Now just from that rollcall alone I bet you can start to see how promising of a ensemble cast we were looking at here. Much more interesting than Vanguard which just stuck a bunch of famous faces over stereotypes and called it a day. (Oh, Laura Bailey is in Vanguard? Then I guess she has to be a Russian sniper with a bad accent.) This Metal Gear game would have broken new ground as the first in it's series to feature an entire squad, probably in a system similar to the Diamond Dogs mechanic in Phantom Pain but much more constrained and focused. Heck, maybe there was even the chance for co-operative multiplayer in such a game, given that these agents must have worked on missions together at points. There's just so much that could have been done.

In my mind, the perfect idea would be a game which maps itself out over the course of the War and various locations across the Allied front which would serve as mission locations. Players would choose their load-out and the character they play as for that mission, and perhaps that choice will also somewhat dictate their objectives as characters like The Sorrow, The Fear and The Joy specialise in infiltration whilst The Fury or The Pain can perform more martial actions. Individual stories regarding who these characters were and which parts of the war they're fighting for can keep this team fresh, perhaps with making them a rough near-mistrustful team at first, only to become a diehard unit that transcends the borders of their countries by the end. All of which will heighten the underpinning tragedy of how the two lovers from the group, The Joy and The Sorrow, are destined to be split apart directly after the war as they end up on opposite sides of the Iron Curtain.

But most of all, I'd love to see how the Metal Gear stealth formula would have evolved with the inclusion of special powers and the fertile setting of World War II. How would enemies be balanced in order to make The Fear's stealth suit gameplay standout, and how will The End's photosynthesis play out in an urban sniping setting?
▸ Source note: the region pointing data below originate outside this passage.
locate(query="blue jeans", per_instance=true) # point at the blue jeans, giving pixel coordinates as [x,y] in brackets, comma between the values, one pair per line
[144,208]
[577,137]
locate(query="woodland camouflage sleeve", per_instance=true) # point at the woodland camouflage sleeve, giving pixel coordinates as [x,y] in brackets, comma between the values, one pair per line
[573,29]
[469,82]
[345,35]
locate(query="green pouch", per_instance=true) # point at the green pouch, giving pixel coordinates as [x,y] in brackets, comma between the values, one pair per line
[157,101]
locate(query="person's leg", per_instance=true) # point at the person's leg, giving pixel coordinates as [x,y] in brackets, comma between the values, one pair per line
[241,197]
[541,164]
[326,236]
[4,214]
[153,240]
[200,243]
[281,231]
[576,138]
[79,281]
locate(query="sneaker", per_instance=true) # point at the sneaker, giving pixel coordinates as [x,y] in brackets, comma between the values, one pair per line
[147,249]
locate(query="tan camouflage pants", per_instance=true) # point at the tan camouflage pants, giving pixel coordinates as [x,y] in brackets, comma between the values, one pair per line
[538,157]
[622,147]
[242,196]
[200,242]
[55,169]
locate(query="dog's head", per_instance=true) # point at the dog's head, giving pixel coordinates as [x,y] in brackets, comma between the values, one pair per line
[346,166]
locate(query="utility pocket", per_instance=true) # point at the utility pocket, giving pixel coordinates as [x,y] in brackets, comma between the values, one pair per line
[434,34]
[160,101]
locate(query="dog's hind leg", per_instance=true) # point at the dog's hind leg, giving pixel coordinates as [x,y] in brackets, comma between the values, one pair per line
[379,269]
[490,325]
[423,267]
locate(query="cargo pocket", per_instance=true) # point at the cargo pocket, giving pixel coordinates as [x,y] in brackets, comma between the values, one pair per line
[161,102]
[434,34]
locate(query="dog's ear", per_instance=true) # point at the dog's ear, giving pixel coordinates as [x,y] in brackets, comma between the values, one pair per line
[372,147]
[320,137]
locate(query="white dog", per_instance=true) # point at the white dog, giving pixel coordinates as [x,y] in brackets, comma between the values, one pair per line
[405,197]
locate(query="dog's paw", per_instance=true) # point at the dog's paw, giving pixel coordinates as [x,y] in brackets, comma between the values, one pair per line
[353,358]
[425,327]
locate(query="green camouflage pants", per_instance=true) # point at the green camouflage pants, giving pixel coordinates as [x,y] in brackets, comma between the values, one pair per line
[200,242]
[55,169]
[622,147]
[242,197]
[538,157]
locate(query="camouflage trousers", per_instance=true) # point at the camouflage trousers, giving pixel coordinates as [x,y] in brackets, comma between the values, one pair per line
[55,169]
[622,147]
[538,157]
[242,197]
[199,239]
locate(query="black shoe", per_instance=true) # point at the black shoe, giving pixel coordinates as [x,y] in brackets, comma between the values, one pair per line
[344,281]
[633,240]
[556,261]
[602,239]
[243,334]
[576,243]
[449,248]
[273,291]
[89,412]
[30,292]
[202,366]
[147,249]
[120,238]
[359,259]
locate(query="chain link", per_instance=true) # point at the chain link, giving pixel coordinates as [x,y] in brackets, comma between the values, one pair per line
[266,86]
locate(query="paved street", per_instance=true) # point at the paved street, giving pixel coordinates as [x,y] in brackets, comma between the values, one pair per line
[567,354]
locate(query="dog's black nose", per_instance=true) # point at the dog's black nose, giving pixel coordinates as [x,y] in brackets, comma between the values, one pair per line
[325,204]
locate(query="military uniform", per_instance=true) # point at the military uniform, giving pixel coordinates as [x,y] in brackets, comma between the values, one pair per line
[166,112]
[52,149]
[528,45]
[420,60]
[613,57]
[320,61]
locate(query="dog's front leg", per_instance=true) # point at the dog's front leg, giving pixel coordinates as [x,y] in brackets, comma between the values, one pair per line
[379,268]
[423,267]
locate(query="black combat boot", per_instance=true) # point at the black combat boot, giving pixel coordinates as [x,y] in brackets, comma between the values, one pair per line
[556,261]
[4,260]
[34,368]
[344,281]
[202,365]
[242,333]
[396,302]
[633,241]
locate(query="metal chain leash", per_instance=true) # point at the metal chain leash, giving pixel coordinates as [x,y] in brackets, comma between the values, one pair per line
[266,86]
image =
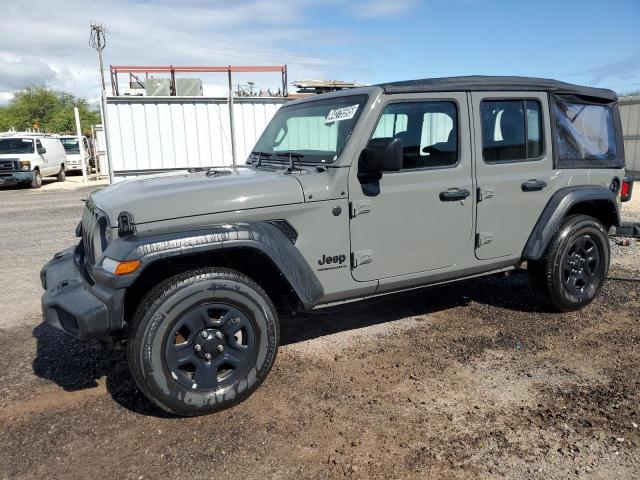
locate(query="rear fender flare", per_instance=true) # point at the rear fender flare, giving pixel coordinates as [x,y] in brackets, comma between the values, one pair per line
[556,211]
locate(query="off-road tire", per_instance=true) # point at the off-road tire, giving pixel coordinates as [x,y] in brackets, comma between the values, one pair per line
[549,276]
[176,299]
[36,182]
Would The Sorrow take the stage, or would he perhaps serve better as an overwatch character? Would Kojima have gone the logical step of exploring World War 2 conspiracies, or perhaps might he have touched on the alleged occult practises of the Nazi's. And of course, what special new event would happen during the events of the war in order to spur the impending historical spiral event which characterise the Metal Gear franchise, wherein the Cold War lasts longer?

Alas, all this is dreaming of a game that we will, rather definitively, never have in our hands because the world is cruel and Konami are crueller. It's always the way that even after an entire career's worth of risks taken and dreams invented, it's the shots that aren't taken which linger the longest, sting the deepest, a sobering reminder that one can never be satisfied. But at least we have some image of what Metal Gear would have ended up looking like without Konami's assassination attempt (codenamed: Metal Gear Survive) and that is an dream to keep us smiling at night. Afterall, isn't it nice knowing that even after everything it covered, Metal Gear could have had even more stories to tell? I liken that to a fable of one's own unending worth and propensity to invent, for as long as we can keep dreaming the fantasy never ends.